Zijn carrière als filmer begint zogezegd als Joris Ivens zich vanaf 1928 over de jonge John Fernhout ontfermt en zelfs bij hem laat wonen. Bij het maken van De Brug (1928) zet Ivens Fernhout nog als manusje van alles in. De nu leergierige Fernhout werkt als regie-assistent ook mee aan Ivens’ en Mannus Frankens Branding, een speelfilm over een jonge visser in conflict met zichzelf en zijn omgeving, met als documentaire achtergrond de plaats Katwijk. In 1929 assisteert hij Ivens bij de productie van Regen, waarin hij ook een kleine rol heeft. Johnny blijkt echter talent te hebben voor zowel de Leica, waarmee hij al snel zelfstandig foto’s maakt, als de filmcamera. Wanneer Fernhout in 1930 uit Berlijn terugkeert, waar hij zich aan de Agfa-Schule heeft bijgeschoold, raakt hij verbonden aan de Studio Ivens, dat als doel heeft films te produceren en jonge filmers op te leiden. Het blijft bij een kortdurend initiatief en de studio houdt vanwege Ivens langdurige afwezigheid in 1932 al spoedig op te bestaan.

Fernhout werkt als cameraman aan Zuiderzee (1931-1933), Nieuwe Gronden (1933) en de opdrachtfilms Philips-Radio (1931) en Creosoot (1931) van Ivens. In 1934 geeft Fernhout tevens les aan de Filmtechnische Leergang in Amsterdam, die door Willem Bon na het ter ziele gaan van Studio Ivens is opgezet. De jonge Fernhout heeft onder invloed van zijn marxistische moeder linkse sympathieën, die door zijn nauwe band met de communistisch georiënteerde Ivens nog versterkt worden. Via zijn lidmaatschap van de Vereeniging van Arbeiders-Fotografen uit zijn politiek engagement zich in zijn fotografie. In 1932 reist hij met zijn eerste echtgenote Eva Besnyö naar Boedapest waar ze het leven in de sloppenwijken van Koserdö vastleggen. In 1934 fotografeert hij in Amsterdam de Jordaanoproer. Zijn werk wordt gepubliceerd en gewaardeerd. In 1934 vraagt de Belgische cineast Henri Storck Fernhout een Frans/Belgische expeditie van het zeilschip De Mercator te filmen en maakt de jonge cameraman zijn eerste zelfstandige filmwerk. Uit het materiaal komen op de montagetafel van Henri Storck drie films tevoorschijn: Paaseiland, De sterren naar het Zuiden en Driemaster Mercator.

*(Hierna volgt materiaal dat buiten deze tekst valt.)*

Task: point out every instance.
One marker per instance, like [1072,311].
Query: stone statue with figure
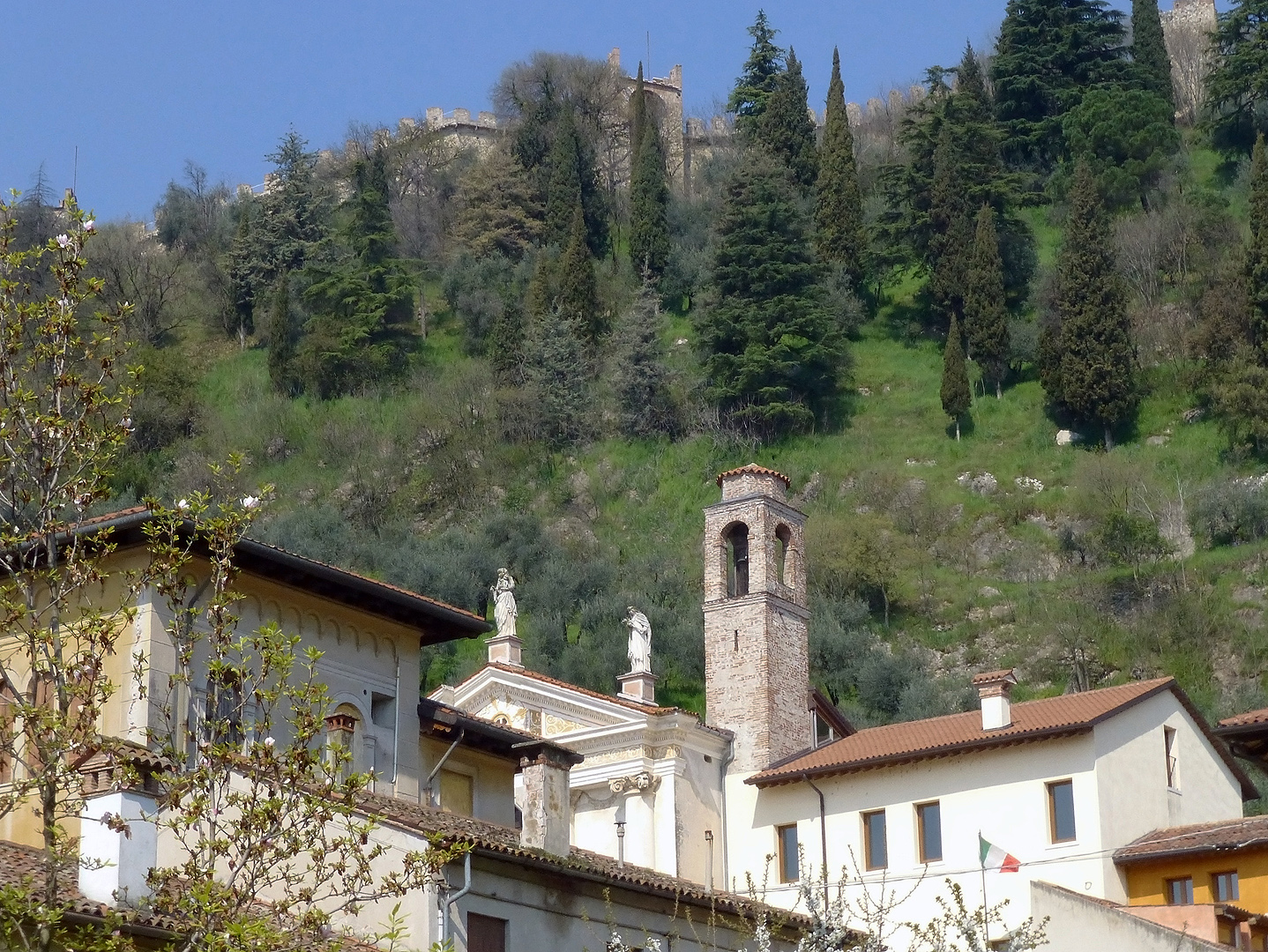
[503,604]
[640,642]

Fernhout wordt geroemd vanwege de combinatie van zijn ´schildersoog´. Hij wordt beïnvloed door de traditie van de Nederlandse 17e eeuwse schilderkunst waarmee zijn moeder hem heeft leren kennismaken enerzijds, en zijn felle realisme en politieke stellingname anderzijds. Met name in Paaseiland komen esthetiek en engagement samen. De beroemde beelden op Paaseiland, door de 21-jarige cineast vastgelegd in weergaloze luchten en imponerend landschap, worden afgewisseld met schokkende beelden van de leprakolonie die op het eiland gevestigd is. De film heeft een imponerende triestheid door de schrijnende contrasten. In 1937 bedrijft Fernhout nog duidelijker politiek als hij onder het pseudoniem Pieter Bruggens de film Land in zicht regisseert in het kader van de verkiezingscampagne van de Communistische Partij Holland.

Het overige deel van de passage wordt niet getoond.